24 Mayıs 2018

Döviz krizlerinde neler olur? Şimdi ne yapmak lazım?

Kendimizi bir çok açıdan köşeye sıkıştırdık

Döviz kurunda dalgalanmalar ve daha dramatik şekliyle döviz krizleri özellikle dış kaynak ihtiyacı yüksek ülkelerde hükümetlerin kabuslarının başında geliyor. 1980’lerde Latin Amerika ülkelerinde sıklıkla gözlemlenen döviz krizleri, sermaye hareketleri üzerindeki kısıtların büyük oranda ortadan kalktığı 1990’lar boyunca, özellikle yükselen piyasa ekonomilerinde tekrar tekrar yaşandı.

1994’te Meksika’da, 1997’de bir seri krizle Tayland, Endonezya ve Güney Kore gibi Asya ülkelerinde, 1999’da Brezilya’da, 2000’de Arjantin’de ve 2001’de Türkiye’de tecrübe edilen ve çok köklü sonuçlar doğuran kriz bunlardan bazıları.

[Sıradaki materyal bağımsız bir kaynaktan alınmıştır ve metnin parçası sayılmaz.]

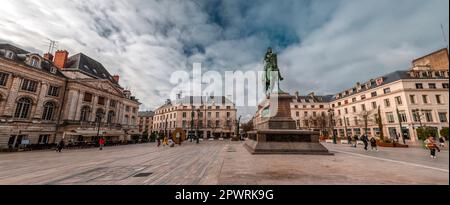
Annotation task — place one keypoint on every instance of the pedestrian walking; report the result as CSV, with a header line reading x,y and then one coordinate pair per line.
x,y
349,139
441,142
355,141
373,144
60,146
101,142
365,141
431,145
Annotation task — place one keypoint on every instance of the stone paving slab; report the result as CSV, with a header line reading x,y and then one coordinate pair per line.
x,y
221,162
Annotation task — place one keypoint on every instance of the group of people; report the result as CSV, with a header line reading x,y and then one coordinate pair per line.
x,y
365,140
430,143
165,141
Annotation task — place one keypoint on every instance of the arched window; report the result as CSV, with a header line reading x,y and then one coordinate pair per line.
x,y
49,108
99,115
23,108
110,117
85,113
35,62
125,120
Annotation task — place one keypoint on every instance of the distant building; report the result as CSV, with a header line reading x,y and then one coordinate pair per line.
x,y
146,121
420,95
213,117
45,98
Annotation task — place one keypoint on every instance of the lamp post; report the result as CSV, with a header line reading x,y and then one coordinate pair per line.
x,y
99,116
197,138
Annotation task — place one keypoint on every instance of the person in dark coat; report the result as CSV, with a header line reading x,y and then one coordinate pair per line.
x,y
365,141
373,143
101,142
60,145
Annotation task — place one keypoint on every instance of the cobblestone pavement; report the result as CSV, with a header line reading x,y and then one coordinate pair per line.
x,y
222,162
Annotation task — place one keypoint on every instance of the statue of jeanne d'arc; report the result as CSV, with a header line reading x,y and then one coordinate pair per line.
x,y
272,75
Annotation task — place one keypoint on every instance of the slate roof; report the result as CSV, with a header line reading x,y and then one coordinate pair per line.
x,y
89,66
204,99
146,114
20,57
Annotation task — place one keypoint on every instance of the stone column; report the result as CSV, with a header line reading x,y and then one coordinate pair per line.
x,y
12,97
40,101
79,105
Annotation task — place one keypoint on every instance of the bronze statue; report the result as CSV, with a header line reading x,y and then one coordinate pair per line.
x,y
272,75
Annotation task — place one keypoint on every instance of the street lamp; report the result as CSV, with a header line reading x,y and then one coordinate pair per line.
x,y
198,124
99,116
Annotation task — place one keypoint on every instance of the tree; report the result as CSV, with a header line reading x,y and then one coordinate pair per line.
x,y
365,118
424,132
380,123
444,132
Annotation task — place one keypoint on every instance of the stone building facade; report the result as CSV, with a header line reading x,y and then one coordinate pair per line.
x,y
43,99
209,117
145,122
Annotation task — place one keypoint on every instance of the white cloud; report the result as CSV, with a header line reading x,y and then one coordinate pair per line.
x,y
323,46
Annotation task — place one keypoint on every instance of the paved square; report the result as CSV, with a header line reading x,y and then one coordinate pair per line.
x,y
222,162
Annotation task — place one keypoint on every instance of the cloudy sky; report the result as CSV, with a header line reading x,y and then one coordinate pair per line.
x,y
323,46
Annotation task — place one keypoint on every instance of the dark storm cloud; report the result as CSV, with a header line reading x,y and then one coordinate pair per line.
x,y
323,46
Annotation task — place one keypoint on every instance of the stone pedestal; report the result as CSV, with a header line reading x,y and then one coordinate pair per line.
x,y
276,131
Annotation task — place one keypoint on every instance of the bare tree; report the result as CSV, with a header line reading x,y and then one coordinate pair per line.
x,y
365,118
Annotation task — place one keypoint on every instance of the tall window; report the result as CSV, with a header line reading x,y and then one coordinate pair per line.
x,y
29,85
3,79
412,98
443,117
110,118
101,100
112,103
49,108
398,100
402,116
425,99
428,115
53,91
438,99
85,112
374,105
34,62
87,97
387,103
126,120
23,108
390,117
373,94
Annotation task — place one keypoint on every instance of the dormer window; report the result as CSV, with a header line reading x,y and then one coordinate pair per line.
x,y
9,54
53,70
34,62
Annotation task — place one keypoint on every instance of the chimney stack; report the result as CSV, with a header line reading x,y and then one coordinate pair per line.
x,y
116,78
48,56
61,59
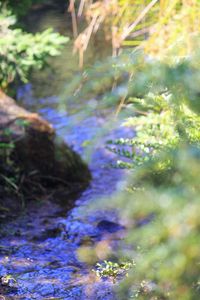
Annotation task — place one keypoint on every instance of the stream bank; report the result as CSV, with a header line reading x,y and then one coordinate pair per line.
x,y
39,248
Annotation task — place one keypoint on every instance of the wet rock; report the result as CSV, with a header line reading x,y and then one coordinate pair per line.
x,y
33,155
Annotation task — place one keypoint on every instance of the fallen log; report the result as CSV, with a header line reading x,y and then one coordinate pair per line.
x,y
28,147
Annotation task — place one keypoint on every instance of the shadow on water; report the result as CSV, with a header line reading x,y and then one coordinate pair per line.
x,y
39,248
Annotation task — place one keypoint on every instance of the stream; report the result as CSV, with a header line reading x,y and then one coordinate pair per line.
x,y
39,247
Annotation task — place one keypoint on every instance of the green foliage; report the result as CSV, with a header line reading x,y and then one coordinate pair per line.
x,y
20,51
113,270
160,102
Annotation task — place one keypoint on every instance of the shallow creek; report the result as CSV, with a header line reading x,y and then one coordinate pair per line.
x,y
39,247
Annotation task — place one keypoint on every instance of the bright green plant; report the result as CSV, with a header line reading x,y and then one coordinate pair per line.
x,y
113,270
20,51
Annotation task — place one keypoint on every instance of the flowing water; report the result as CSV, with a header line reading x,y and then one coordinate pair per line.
x,y
39,248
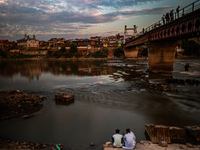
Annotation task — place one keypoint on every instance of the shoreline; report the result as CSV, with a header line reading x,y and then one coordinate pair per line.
x,y
90,58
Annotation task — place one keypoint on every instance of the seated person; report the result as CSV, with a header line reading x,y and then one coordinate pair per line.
x,y
117,139
129,140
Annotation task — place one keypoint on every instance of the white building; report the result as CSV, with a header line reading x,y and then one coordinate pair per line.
x,y
28,42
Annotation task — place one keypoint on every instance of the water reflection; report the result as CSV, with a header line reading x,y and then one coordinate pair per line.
x,y
106,97
34,69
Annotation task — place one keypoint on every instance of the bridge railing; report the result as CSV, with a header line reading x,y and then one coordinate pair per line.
x,y
182,12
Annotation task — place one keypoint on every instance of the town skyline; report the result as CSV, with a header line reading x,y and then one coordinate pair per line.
x,y
79,19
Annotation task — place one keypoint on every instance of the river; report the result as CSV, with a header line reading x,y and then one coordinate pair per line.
x,y
107,96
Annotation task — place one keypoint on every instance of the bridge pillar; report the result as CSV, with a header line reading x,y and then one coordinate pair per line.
x,y
161,56
131,52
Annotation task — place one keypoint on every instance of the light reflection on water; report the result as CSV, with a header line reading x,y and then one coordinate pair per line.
x,y
106,98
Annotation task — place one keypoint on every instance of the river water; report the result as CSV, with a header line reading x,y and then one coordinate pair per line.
x,y
107,96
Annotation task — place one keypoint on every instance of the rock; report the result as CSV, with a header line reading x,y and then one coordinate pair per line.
x,y
163,144
189,145
91,144
64,97
26,116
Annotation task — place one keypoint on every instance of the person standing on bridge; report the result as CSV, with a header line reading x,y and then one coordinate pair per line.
x,y
177,11
163,19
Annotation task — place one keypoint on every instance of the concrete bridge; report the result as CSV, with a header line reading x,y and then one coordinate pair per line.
x,y
161,38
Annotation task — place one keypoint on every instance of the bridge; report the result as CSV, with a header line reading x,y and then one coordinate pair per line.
x,y
161,37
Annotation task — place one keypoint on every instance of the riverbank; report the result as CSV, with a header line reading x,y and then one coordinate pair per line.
x,y
6,144
147,145
76,59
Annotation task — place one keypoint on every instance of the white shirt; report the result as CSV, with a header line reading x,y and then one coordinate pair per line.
x,y
129,140
117,140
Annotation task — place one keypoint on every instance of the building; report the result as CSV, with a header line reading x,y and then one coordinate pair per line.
x,y
28,42
56,42
7,45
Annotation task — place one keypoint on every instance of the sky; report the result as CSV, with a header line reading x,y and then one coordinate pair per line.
x,y
72,19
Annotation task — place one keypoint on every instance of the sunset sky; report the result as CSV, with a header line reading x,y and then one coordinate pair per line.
x,y
79,18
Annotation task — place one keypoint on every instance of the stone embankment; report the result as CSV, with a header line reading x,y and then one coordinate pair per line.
x,y
169,85
6,144
148,145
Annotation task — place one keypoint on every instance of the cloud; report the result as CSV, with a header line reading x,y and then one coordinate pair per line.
x,y
61,17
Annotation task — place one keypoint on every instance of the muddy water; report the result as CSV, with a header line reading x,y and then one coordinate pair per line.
x,y
107,96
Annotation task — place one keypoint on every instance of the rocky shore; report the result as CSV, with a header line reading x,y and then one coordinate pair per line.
x,y
148,145
9,144
16,104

Öyle ki döviz krizleri konusu uluslarası finans literatüründe üzerinde en çok çalışılan konuların başında geliyor. Bu çalışmalardan ve bir çok ülke deneyimlerinden edindiğimiz dersleri şöyle sıralamak mümkün.

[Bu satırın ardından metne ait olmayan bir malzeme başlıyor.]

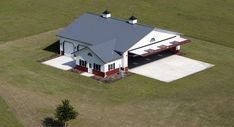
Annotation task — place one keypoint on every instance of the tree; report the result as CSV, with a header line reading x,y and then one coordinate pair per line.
x,y
65,112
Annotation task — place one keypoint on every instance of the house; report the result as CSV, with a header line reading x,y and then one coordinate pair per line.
x,y
102,45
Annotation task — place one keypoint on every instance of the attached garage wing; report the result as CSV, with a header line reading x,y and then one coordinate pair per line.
x,y
159,46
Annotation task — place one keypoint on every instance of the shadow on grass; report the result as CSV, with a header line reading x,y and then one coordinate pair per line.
x,y
54,47
51,122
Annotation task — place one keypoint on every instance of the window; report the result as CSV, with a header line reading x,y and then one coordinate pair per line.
x,y
152,40
111,66
90,54
96,67
78,48
83,63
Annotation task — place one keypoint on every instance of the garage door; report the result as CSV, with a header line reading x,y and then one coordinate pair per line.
x,y
68,48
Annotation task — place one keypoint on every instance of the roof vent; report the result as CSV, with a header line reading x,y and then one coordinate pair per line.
x,y
106,14
132,20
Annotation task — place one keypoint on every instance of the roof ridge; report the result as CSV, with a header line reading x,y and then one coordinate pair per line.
x,y
118,19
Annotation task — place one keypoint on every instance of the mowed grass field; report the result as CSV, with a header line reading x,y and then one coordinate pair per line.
x,y
7,117
211,20
32,90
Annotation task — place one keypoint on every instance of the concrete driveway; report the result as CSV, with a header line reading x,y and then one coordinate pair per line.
x,y
171,68
62,62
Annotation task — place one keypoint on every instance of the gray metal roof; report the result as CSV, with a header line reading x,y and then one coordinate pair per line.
x,y
105,51
98,32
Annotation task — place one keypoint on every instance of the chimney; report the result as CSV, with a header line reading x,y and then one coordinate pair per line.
x,y
106,14
132,20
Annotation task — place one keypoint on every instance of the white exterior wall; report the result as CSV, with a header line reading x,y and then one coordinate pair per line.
x,y
159,36
125,59
83,55
118,64
75,43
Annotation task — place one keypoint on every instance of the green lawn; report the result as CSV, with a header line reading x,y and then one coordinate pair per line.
x,y
32,90
7,118
203,99
211,20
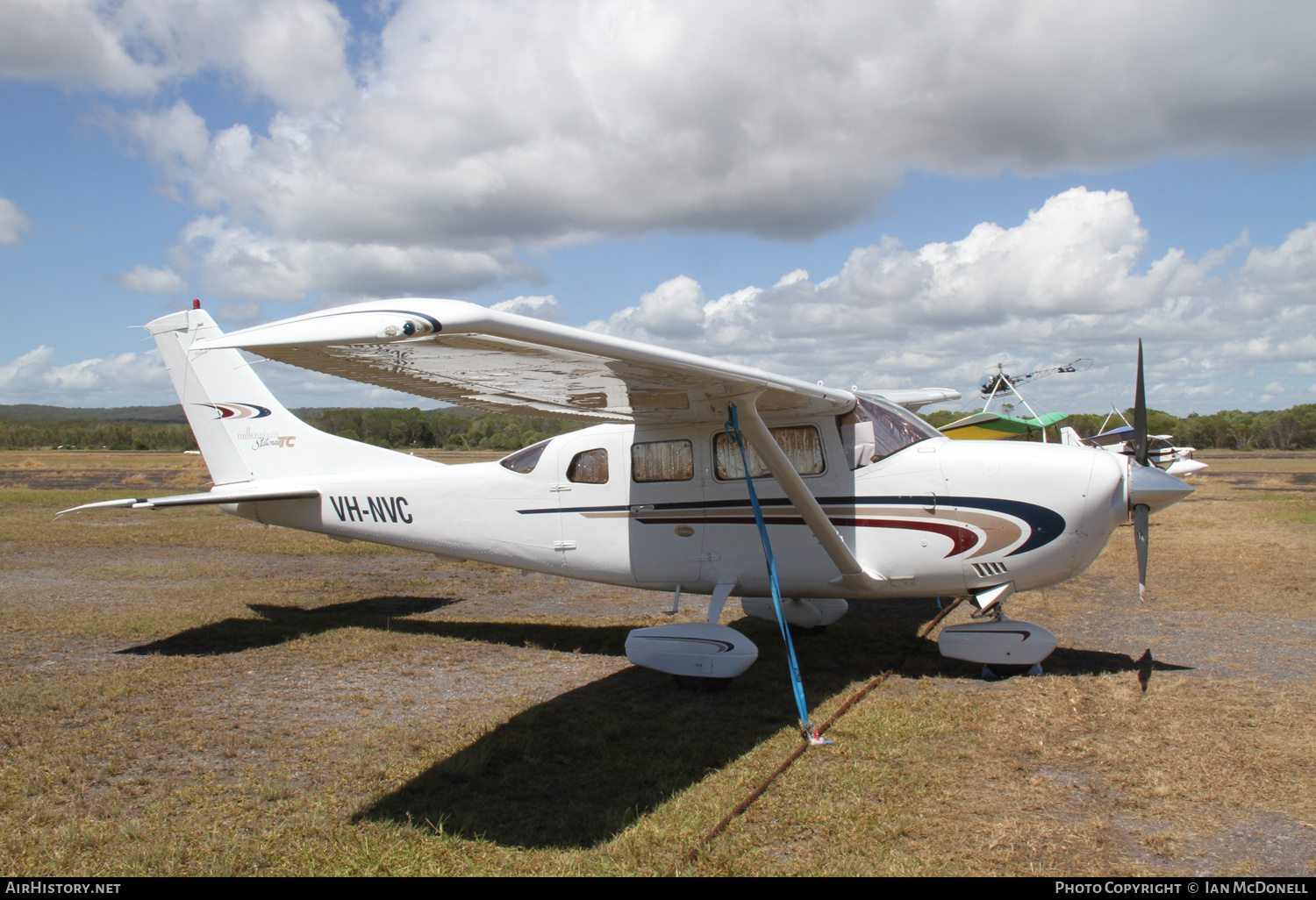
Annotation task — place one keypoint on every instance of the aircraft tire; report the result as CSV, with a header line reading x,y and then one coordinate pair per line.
x,y
703,684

  • Döviz krizleri, muhakkak olmasa da, çoğunlukla ekonomi politikalarındaki tutarsızlık sonucu ortaya çıkıyor.

 

  • En sık gözlemlenen politika tutarsızlığı, hükümetlerin ulusal paranın değerini koruma hedefiyle hareket ederken kamu kesiminde muslukları açarak gevşek maliye politikası izlemesi. Bu 1980’lerde Latin Amerika ülkelerinde yaşanan krizlerin en sık rastlanan ortak özelliği.

 

  • Tutarsız ekonomi politikaları er ya da geç ‘dövize atakla’ sonuçlanıyor. Döviz atağı – spekülatif atak olarak ta biliniyor-  bir ülkenin parasının ani ve büyük miktarlarda satışı demek. Bu hem iç, hem dış yatırımcılar tarafından gerçekleştiriliyor ve doğal olarak döviz kuru üzerinde büyük bir baskı oluşturuyor.

 

  • 1992’de Avrupa’da üye ülkelerin paralarının değerini istikrara kavuşturmak amacıyla oluşturulan Avrupa Döviz Kuru Mekanizması’nda önce İngiltere’yi, sonra İtalya, İrlanda, İspanya, Portekiz ve Fransa’yı sarsan döviz krizleri yaşandı.  Bu gelişmiş ülke deneyimleri Latin Amerika kriz tecrübelerinden farklı olsa da dövize atak başladıktan sonra kriz profili oldukça benzeşiyor.

 

  • 1997’de baş gösteren Asya krizi ise finansal küreselleşmenin arttığı bir dönemde yaşanan ve yükselen ekonomiler için önemli dersler barındıran bir deneyim. 1990’lar boyunca hızla büyüyen Asya ülkeleri, hem bu hızlı gelişmenin mümkün kılmasıyla, hem de izledikleri sabit kur rejiminin sağladığı kur avantajıyla yurt dışından yüksek oranlarda borçlandılar.  Bu da 1990’ların ikinci yarısında özellikle finansal sektörün –  ve Güney Kore’de olduğu gibi büyük oranlarda dışarıdan borçlanan özel sektörün- kırılganlığını hızla artırdı.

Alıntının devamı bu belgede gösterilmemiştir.